Conference participants will have a choice of several panels to attend during each session as well as a series of five lectures titled "Perspectives on Human Rights," which will explore human rights issues through several major religious traditions. The conference is designed to allow ample opportunity for dialogue and interaction among attendees, with workshops and discussion sessions planned into each day's schedule.

Conference panels and lectures are open to the public, but registration is required by either accessing the conference web site at www.arts.cornell.edu/relst/index.html or by calling the CURW office at 255-4214. To see a full conference schedule, including a list of speakers and session locations, use either the web site or phone number above.

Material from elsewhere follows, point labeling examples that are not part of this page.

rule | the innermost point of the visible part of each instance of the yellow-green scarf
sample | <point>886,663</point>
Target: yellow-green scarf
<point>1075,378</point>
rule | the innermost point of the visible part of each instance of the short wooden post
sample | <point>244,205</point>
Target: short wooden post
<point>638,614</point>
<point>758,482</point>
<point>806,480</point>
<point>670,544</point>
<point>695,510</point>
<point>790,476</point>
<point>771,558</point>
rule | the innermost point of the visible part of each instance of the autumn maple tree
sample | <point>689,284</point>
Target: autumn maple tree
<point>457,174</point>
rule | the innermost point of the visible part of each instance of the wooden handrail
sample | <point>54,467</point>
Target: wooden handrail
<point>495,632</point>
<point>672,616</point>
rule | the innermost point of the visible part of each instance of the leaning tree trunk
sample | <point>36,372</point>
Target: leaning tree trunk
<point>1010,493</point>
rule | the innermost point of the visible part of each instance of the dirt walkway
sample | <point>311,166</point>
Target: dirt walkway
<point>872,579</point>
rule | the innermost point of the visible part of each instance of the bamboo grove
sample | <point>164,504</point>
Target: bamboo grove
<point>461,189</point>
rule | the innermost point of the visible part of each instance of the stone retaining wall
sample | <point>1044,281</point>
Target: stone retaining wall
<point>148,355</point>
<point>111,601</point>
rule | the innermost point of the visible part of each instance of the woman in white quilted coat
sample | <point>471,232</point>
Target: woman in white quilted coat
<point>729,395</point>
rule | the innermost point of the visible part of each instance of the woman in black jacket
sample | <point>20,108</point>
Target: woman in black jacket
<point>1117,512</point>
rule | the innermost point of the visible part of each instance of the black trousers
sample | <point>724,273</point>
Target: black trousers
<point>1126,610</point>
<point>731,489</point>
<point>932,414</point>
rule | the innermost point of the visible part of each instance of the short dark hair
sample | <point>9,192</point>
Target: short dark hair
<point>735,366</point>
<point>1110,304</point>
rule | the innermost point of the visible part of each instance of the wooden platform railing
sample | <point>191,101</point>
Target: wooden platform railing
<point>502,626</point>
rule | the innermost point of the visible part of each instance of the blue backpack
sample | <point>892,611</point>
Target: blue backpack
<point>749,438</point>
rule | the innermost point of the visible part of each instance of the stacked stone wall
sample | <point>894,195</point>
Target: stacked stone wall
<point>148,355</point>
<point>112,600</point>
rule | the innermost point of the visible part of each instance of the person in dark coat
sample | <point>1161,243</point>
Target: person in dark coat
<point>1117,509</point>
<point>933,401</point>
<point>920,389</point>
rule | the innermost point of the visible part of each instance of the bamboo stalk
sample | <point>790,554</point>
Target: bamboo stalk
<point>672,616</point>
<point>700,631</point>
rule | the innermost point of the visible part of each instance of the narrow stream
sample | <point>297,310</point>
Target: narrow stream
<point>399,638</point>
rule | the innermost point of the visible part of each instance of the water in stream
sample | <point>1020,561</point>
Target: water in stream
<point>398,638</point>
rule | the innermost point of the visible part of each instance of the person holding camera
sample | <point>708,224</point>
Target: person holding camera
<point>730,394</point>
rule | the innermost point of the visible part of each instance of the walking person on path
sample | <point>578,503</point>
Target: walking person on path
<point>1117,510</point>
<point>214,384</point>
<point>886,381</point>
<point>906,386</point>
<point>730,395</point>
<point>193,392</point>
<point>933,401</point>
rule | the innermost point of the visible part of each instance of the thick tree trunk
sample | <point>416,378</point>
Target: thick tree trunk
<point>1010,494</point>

Conference participants will present case studies relating to four basic themes: the uses of religious ideology, language, scripture and imagery to further hate movements in the United States and around the world, in both contemporary and historical contexts; oppression of particular groups (religious, ethnic or gender defined), with a focus on the role of organized religion in fostering that oppression; religious communities formulating responses to religiously based hate movements; and effective responses and reconciliation efforts from within religious communities in the aftermath of human rights abuses.

Dees devotes much of his efforts to bringing law suits against violent white supremacist groups and developing ideas for Teaching Tolerance, the Southern Poverty Law Center's education project. The center distributes, free, Teaching Tolerance magazines and teaching kits that include two videos: "A Time for Justice," which won an Academy Award for best short documentary in 1991, and "The Shadow of Hate, a History of Intolerance in America," nominated for best short documentary in 1996. Dees has written an autobiography, A Season for Justice (Scribner's, 1991), and in 1992, Villard Books published his Hate on Trial, a chronicle of the $12.5 million judgment against white supremacist Tom Metzger and his White Aryan Resistance group charged in the beating death of a young black student in Portland, Ore. Dees' latest book, Gathering Storm: America's Militia Threat, exposes the dangerous increase of terrorist groups in America today. In 1991, NBC aired Line of Fire, a movie based on Dees' life.